6. Het feit dat eiser als inwoner van Hilversum er belang bij heeft dat besluiten over kapvergunningen in zijn algemeenheid voldoende duidelijk zijn - hoe begrijpelijk ook - maakt niet dat eiser een persoonlijk belang heeft dat rechtstreeks bij de verlening van de kapvergunning is betrokken. In dat belang onderscheidt eiser zich immers niet van grote aantallen anderen, te weten andere inwoners van Hilversum.
7. Eiser geeft aan dat hij in dit kader opkomt voor het algemeen belang dat inwoners van Hilversum hebben bij een juiste bekendmaking van dit soort besluiten. Natuurlijke personen kunnen echter alleen in rechte opkomen voor algemene belangen als deze belangen nauw verweven zijn met een (eigen) persoonlijk belang. [2] Dat is hier niet het geval.

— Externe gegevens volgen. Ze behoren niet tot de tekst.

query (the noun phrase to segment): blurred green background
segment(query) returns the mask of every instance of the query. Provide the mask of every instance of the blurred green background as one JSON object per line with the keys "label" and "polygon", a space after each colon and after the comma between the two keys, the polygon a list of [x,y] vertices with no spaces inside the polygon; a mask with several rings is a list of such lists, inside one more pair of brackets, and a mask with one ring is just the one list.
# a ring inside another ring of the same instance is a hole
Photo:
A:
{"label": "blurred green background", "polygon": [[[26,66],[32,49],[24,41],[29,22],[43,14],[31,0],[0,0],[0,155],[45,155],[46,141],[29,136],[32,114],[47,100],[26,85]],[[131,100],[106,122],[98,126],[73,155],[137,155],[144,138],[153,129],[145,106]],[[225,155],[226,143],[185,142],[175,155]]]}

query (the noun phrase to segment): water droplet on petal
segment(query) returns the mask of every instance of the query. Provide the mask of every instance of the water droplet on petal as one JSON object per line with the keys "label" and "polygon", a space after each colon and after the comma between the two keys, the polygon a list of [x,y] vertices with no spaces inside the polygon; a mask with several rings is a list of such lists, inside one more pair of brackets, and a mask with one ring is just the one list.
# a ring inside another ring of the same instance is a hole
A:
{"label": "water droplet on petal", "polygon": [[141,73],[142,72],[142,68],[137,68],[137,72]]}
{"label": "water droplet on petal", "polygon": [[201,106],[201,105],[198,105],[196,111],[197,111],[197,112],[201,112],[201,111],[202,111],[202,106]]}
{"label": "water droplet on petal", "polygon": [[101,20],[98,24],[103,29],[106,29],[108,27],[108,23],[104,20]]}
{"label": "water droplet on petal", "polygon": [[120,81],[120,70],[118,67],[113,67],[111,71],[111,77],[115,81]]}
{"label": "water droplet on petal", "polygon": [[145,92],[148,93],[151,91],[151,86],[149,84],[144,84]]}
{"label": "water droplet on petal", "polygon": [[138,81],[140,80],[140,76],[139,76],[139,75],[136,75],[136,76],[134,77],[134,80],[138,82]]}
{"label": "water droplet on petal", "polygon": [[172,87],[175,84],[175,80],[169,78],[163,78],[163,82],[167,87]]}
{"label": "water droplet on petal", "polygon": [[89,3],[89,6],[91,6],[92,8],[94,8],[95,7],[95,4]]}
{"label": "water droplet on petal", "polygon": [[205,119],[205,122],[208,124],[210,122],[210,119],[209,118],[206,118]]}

Van een dergelijk (eigen) persoonlijk belang is als gezegd geen sprake.
8. De rechtbank merkt ten overvloede nog op dat uit het verweerschrift en de toelichting op de zitting blijkt dat het college de bezwaren van eiser ter harte heeft genomen en concrete stappen heeft gezet om in de toekomst te voorkomen dat er bij verlening van kapvergunningen onduidelijkheid bestaat over de vraag om welke bomen het precies gaat.
In de vergunningen alsook in de publicatie daarvan zal voortaan specifiek duidelijk worden gemaakt om welke bomen het precies gaat, in plaats van alleen de betreffende straatnaam te benoemen.
9. De conclusie is dat eiser geen belanghebbende is bij dit besluit in de zin van de Awb. Om die reden kan in deze procedure niet worden toegekomen aan de toetsing van dat besluit. Het college heeft eiser dus terecht niet-ontvankelijk verklaard. Het beroep is ongegrond. Dat betekent dat eiser geen gelijk krijgt. Eiser krijgt daarom niet zijn griffierecht terug en komt niet in aanmerking voor vergoeding van zijn proceskosten.
10. Partijen zijn gewezen op de mogelijkheid van het instellen van hoger beroep. Onder aan dit proces-verbaal staat omschreven op welke wijze dit kan.
Deze uitspraak is gedaan door mr. M.W.A. Schimmel, rechter, in aanwezigheid van
mr. M.S.D. de Weerd, griffier. De uitspraak is uitgesproken in het openbaar op 12 juli 2023.
griffier
rechter
Een afschrift van deze uitspraak is verzonden aan partijen op:

Informatie over hoger beroep

Tegen deze uitspraak kan binnen zes weken na de dag van verzending van het proces-verbaal daarvan hoger beroep worden ingesteld bij de Afdeling bestuursrechtspraak van de Raad van State.

Voetnoten

1.Artikel 1:2, eerste lid, van de Awb.
2.Zie bijvoorbeeld Afdeling bestuursrechtspraak van de Raad van State 29 december 2021, ECLI:NL:RVS:2021:3020.